According to the Texas Dept. of Criminal Justice Web site, the department organized the Aug. 24 conference, titled "Public Awareness -- Corrections Today" (P.A.C.T.), to let inmate families and concerned individuals sit down with prison officials and "discuss common interests ... which leaders say will be a valuable exchange of information." The online announcement noted that inmates' families would be able to discuss individual inmate concerns one-on-one with prison officials. But that's not how it ended up, Plummer complained; conference attendees were required to write down their questions for TDCJ officials, who then determined which questions to answer.
TDCJ spokesman Larry Todd says the conference wasn't structured to encourage the free-flowing, open discussion Plummer had expected. "It's not that kind of a forum," Todd said, "because we'd still be there [answering questions] if we did it that way." Having attendees write down their questions helped the TDCJ to group them together logically and manageably, he says. But Plummer arrived late, and didn't realize that a sanctioned Q&A session wouldn't follow each TDCJ presentation.
After a session on inmate grievance procedures, Plummer says, he stood up and "politely" asked his question, which TDCJ officials declined to answer. He eventually caught up with the session's presenter in a hallway and received a response. Thinking that was the end of it, he walked outside to smoke a cigarette. Then along came OIG officer Jerry Bell. As video taken by Plummer's wife Rebecca shows, Bell poked Plummer and asked, "Are you refusing to identify yourself?" Plummer, wearing IMC press credentials around his neck, said no.
"I'm a police officer, and I have a badge," Bell replied, then whipped out his handcuffs and arrested Plummer for "failing to identify" himself -- which is not an arrestable offense. The bizarre scene lasted about 10 minutes, until OIG and TDCJ officials took Plummer into a small room inside the Sam Houston School of Criminal Justice and struck a deal: They wouldn't arrest him if he jetted. Plummer agreed, albeit reluctantly.

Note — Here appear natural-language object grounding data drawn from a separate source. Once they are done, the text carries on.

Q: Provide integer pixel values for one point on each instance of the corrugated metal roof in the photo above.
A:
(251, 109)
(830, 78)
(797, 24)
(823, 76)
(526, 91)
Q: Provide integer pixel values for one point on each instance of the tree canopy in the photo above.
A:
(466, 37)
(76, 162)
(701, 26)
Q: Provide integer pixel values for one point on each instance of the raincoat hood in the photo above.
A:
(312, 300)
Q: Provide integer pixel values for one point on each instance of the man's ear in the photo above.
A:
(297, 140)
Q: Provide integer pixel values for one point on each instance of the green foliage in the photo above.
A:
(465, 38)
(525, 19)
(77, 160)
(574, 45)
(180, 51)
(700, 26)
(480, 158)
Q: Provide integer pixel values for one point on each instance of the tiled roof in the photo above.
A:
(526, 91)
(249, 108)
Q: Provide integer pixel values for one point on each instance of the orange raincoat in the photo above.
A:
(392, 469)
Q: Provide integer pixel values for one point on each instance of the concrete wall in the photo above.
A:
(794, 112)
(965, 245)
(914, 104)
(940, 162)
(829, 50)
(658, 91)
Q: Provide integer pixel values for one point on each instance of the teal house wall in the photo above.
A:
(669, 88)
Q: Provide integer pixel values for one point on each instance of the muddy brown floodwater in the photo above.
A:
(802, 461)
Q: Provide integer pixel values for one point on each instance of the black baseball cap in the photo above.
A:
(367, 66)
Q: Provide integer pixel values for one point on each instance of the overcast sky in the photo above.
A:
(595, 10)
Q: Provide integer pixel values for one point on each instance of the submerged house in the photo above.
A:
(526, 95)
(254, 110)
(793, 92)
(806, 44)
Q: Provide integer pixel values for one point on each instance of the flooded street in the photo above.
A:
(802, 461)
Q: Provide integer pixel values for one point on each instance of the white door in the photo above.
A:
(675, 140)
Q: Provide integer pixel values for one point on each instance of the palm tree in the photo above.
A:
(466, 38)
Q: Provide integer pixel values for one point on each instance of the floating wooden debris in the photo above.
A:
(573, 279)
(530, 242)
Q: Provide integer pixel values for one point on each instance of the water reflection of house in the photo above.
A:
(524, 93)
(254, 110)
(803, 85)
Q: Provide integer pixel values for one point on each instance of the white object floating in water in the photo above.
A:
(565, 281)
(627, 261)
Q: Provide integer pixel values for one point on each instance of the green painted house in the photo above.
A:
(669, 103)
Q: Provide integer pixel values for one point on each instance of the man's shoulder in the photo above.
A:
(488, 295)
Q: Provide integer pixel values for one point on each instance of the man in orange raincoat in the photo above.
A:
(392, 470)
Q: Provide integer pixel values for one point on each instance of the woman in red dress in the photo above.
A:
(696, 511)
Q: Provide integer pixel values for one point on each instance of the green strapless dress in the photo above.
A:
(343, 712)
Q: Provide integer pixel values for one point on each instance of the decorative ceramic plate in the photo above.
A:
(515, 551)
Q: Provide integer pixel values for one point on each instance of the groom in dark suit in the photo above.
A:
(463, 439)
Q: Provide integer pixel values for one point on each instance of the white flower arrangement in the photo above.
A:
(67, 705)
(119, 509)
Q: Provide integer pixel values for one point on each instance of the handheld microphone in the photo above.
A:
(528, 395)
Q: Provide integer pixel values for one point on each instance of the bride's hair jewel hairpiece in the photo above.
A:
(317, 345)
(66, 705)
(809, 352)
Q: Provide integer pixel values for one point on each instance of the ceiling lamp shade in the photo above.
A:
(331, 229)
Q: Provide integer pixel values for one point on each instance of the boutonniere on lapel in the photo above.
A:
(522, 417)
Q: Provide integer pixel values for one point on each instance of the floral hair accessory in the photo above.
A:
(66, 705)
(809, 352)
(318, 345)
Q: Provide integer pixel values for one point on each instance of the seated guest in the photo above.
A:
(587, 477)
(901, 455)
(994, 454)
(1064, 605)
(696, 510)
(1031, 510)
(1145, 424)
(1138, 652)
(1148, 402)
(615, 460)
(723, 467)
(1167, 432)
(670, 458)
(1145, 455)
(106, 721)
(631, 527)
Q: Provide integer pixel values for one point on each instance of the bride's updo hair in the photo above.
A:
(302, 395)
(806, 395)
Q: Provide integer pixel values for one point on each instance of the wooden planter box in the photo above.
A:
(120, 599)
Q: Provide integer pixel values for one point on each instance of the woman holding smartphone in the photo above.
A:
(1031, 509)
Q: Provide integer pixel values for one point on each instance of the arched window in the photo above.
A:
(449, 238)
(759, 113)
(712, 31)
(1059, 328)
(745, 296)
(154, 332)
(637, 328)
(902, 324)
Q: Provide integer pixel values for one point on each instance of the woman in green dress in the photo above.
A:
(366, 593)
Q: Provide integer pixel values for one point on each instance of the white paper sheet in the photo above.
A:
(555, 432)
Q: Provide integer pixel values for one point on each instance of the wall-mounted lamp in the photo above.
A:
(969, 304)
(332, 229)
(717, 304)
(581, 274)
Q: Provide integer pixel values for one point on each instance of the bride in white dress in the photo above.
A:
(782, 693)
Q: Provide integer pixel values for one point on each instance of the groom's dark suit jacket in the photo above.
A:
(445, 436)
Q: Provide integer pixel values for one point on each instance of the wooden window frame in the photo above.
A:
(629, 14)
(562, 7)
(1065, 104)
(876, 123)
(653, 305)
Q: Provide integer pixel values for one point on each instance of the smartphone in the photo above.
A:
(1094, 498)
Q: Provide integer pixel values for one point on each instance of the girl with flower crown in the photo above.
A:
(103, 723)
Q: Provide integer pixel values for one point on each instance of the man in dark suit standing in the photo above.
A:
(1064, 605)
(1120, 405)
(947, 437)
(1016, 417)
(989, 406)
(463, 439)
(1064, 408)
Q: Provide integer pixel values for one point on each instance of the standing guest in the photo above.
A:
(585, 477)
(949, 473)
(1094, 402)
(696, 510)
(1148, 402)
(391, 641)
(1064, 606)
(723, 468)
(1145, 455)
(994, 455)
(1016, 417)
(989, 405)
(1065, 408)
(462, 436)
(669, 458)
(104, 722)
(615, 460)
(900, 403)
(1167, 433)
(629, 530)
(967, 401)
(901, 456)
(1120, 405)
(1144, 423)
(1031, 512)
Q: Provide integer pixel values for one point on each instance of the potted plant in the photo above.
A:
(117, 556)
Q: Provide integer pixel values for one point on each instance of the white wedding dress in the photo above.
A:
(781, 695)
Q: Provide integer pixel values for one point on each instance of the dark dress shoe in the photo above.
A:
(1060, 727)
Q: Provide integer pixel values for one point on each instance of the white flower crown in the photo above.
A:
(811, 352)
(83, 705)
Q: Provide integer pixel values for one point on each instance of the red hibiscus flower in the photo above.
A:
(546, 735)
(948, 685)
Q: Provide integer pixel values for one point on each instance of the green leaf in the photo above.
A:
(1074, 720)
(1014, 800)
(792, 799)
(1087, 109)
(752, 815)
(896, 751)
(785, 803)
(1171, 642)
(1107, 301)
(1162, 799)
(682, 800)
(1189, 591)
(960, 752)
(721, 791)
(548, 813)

"If these weren't the same people who control my parole, I wouldn't have left," Plummer said. In January, he was released from prison after serving eight years for "breaking and entering with intent to burglarize" -- the result of a politically motivated raid he and other members of the United Anarchist Front instigated at a Houston home inhabited by members of an Aryan brotherhood group. Plummer kept up his political activism behind bars, he says, which made him unpopular among TDCJ officials. Since his release, he has maintained interest in TDCJ's treatment of inmates -- especially considering the recent end of the Ruiz case, which had placed Texas' prison system under federal oversight for over two decades -- and has reported on prison conditions through the IMC (www.indymedia.org), a network of Web sites run mainly by progressive and leftist media activists.
Yolanda Torres, an attorney who attended the P.A.C.T. seminar, said that although Plummer was not polite but rude when asking his question, officer Bell's behavior was truly bizarre. "I was actually a little bit stunned by the way it progressed," she said of the scene. Bell, Torres said, "lost control." Failure to identify can't be the only reason for arrest, she added. "It is long-established law and any good, clean officer should know that." John West, OIG general counsel, declined to comment on the situation, but confirmed that Bell's behavior is under investigation.